Conocí personalmente a Raniero Cantalamessa en junio de 2006 cuando participó en Buenos Aires de una reunión unida de católicos carismáticos y evangélicos. Había leído alguna vez sus sermones ante Juan Pablo II, en su rol de “predicador del Papa”, pero luego de escucharlo lo tengo como uno de mis escritores cristianos preferidos, por la bendición que trae sobre mi vida.
En una de sus reflexiones, difundida por la agencia Zenit, este padre capuchino italiano compartió su opinión sobre un mal muy extendido en la iglesia: la hipocresía, el pecado que Dios denuncia con más fuerza, pero que también es el menos admitido.
“Bienaventurados los limpios de corazón, porque verán a Dios”, dice una de las bienaventuranzas. “Lo que decide la pureza o impureza de una acción es la intención: si se hace para ser vistos por los hombres o para agradar a Dios”, apuntó Cantalamessa. Y es que “en realidad la pureza de corazón no indica, en el pensamiento de Cristo, una virtud particular, sino una cualidad que debe acompañar a todas las virtudes, para que sean de verdad virtudes y no ‘espléndidos vicios’ «; por eso “su contrario más directo no es la impureza, sino la hipocresía”, señaló el padre.
Con la hipocresía “el hombre rebaja a Dios, le sitúa en el segundo lugar, colocando en el primero a las criaturas, al público”, prosiguió. De manera que “la hipocresía es esencialmente falta de fe”, recalcó, pero también “falta de caridad hacia el prójimo, en el sentido que tiende a reducir a las personas a admiradores”.
“Nunca se habla de la relevancia social de la bienaventuranza de los puros de corazón”, pero “estoy convencido –manifestó el padre Cantalamessa– de que esta bienaventuranza puede ejercer hoy una función crítica entre las más necesarias en nuestra sociedad”, pues “se trata del vicio humano tal vez más difundido y menos confesado”.
Esto se traduce en llevar dos vidas: una es la verdadera, la otra la imaginaria que vive de la opinión, propia o de la gente; se refleja, según el capuchino, en la cultura de la apariencia, en la tendencia que tiende a vaciar a la persona, reduciéndola a imagen, o a simulacro.
Cantalamessa hizo hincapié en que la hipocresía acecha a las personas religiosas por un sencillo motivo: “donde más fuerte es la estima de los valores del espíritu, de la piedad y de la virtud, allí es más fuerte también la tentación de ostentarlos para no parecer privados de ellos”.

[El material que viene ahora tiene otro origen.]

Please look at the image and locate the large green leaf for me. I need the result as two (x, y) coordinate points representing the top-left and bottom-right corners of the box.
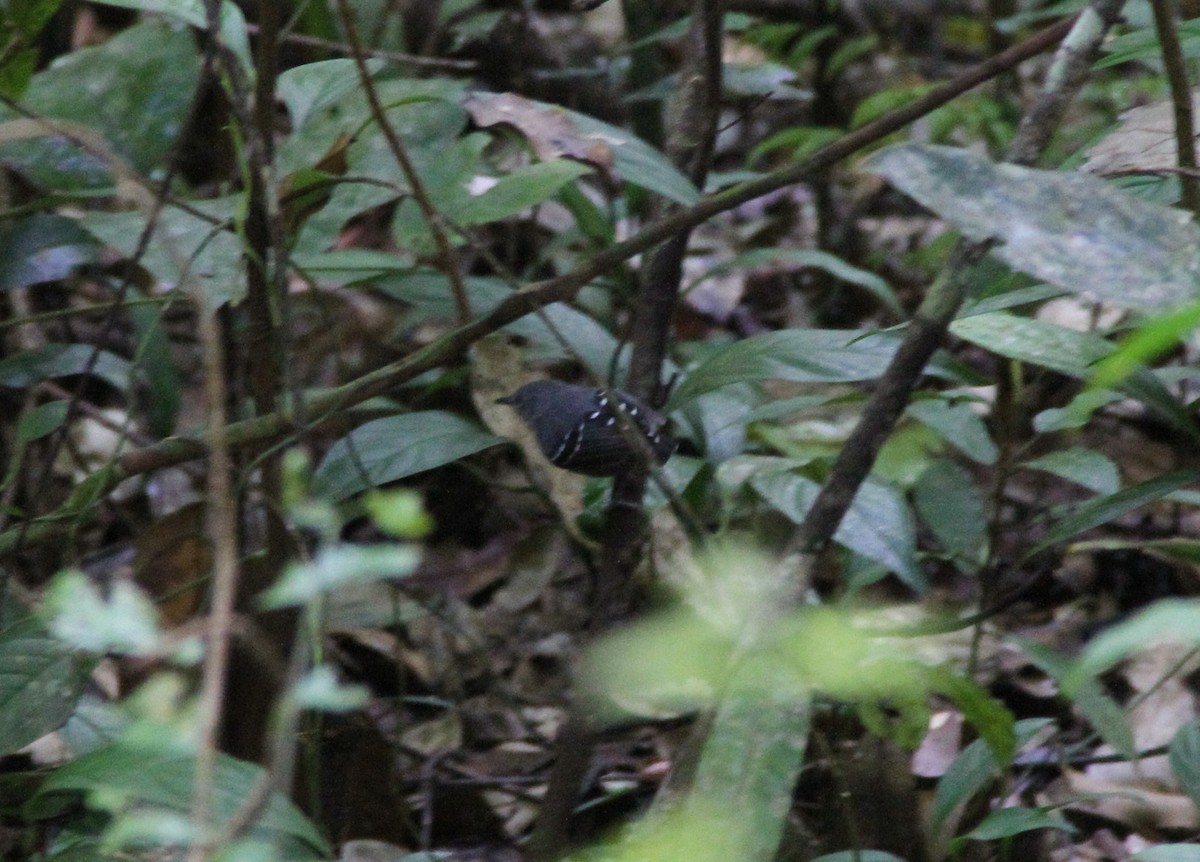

Pero existe “un medio sencillo e insuperable para rectificar varias veces al día nuestras intenciones”, propuso el predicador de la Casa Pontificia; nos lo dejó Jesús en las tres primeras peticiones del Padrenuestro: “Santificado sea tu nombre. Venga a nosotros tu reino. Hágase tu voluntad”.
“Se pueden recitar como oraciones, pero también como declaraciones de intención: todo lo que hago, quiero hacerlo para que sea santificado Tu nombre, para que venga tu reino y para que se cumpla tu voluntad”, añadió.
“Sería una preciosa contribución para la sociedad y para la comunidad cristiana si la bienaventuranza de los puros de corazón nos ayudara a mantener despierta en nosotros la nostalgia de un mundo limpio, verdadero, sincero, sin hipocresía -ni religiosa ni laica-, un mundo donde las acciones se corresponden con la palabras, las palabras con los pensamientos y los pensamientos del hombre con los de Dios”, concluyó Cantalamessa.
Nota propia publicada originalmente en la edición 233 de Pulso Cristiano.